As powerful as the technique proved, little was understood about the underlying mechanisms, and both groups went on to more closely explore PFGE. Schwartz built on the work of Mitsuhiro Yanagida to develop methods for visualizing the behavior of individual DNA molecules subjected to PFGE5, shedding new light on why it works; these findings were in turn extended by similar work from Carlos Bustamante's group6. Olson, on the other hand, continued to examine various electrode configurations and was surprised to find that the angle between the two fields is an essential factor for successful PFGE. Obtuse field angles make the technique possible, and Olson found that even a single field that was periodically inverted—producing fields at a 180° angle—could yield separation with nice straight bands7.

Olson's finding would lead to a key step in the technique's evolution. After discussing his 'field-inversion gel electrophoresis' findings with Stanford researcher Ronald Davis, Davis and biochemist Gilbert Chu developed a system of their own, 'contour-clamped homogeneous electric fields' (CHEF)—a hexagonal configuration of tightly regulated electrodes that generates two fields at an 120° angle to each other8, allowing remarkably clean PFGE without the bizarre size-independent separation effects that can arise with field-inversion7. CHEF essentially became the end of the story—a popular, commercial system that is still found in most molecular biology laboratories.

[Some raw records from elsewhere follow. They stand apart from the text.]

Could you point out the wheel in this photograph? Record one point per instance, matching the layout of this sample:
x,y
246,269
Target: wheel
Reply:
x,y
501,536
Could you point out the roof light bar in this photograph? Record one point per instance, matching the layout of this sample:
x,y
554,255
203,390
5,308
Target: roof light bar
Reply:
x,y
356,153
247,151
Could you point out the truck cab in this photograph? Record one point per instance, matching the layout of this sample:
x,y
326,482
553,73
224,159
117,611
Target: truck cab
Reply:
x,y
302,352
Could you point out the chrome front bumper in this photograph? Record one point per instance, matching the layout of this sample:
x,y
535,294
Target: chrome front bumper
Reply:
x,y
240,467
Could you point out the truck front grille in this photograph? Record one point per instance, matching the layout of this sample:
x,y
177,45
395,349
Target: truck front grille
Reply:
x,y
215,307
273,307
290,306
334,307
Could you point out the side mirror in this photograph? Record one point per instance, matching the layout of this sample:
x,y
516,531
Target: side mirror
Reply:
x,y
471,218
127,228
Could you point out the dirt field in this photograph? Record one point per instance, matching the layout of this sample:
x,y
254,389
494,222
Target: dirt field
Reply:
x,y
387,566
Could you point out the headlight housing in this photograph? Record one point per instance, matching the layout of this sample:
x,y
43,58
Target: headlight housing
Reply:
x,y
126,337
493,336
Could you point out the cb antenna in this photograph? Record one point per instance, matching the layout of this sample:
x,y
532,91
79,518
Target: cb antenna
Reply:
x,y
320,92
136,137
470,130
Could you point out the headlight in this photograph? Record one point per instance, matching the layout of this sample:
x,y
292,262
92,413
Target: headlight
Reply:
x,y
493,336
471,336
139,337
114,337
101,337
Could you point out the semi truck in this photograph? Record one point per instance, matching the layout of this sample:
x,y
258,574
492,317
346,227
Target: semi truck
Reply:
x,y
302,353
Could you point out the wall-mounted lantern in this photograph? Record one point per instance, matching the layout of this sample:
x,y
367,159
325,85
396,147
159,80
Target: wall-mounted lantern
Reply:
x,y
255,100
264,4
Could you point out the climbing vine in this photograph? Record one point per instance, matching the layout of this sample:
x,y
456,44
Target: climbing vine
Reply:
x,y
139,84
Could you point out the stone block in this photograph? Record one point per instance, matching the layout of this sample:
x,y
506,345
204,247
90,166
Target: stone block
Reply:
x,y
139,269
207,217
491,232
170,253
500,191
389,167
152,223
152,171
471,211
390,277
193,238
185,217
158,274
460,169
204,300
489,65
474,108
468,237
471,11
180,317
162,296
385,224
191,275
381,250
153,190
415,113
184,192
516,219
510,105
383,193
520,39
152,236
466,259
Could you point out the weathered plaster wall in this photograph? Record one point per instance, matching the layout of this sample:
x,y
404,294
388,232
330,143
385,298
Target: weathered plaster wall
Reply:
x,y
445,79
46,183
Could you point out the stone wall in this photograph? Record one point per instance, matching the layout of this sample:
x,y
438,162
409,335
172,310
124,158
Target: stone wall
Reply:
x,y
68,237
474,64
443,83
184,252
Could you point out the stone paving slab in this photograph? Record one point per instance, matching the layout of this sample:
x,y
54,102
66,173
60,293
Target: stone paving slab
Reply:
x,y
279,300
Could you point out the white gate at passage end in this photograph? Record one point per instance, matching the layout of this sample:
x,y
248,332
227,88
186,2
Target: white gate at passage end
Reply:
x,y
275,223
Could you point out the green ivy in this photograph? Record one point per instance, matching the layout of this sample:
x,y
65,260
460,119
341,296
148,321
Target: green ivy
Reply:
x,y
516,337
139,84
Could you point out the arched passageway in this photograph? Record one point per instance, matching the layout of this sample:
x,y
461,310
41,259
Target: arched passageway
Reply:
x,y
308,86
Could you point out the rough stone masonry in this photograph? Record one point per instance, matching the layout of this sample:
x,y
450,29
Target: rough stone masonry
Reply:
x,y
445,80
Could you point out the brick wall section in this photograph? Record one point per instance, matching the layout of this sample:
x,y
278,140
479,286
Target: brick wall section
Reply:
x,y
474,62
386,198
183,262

According to Cantor, PFGE's scientific importance was tremendous: “Without PFGE we probably wouldn't have the genome sequence...if you want to handle large [DNA] fragments, this is the only way.” Olson also praises Schwartz's contribution, noting the unusual path of PFGE's development: “I think of it as an invention, like Edison... the people who contributed the most were actually not the theoreticians, but inventors who gradually invented one better solution after another to the essential empirical constraints that the molecular behavior imposed.”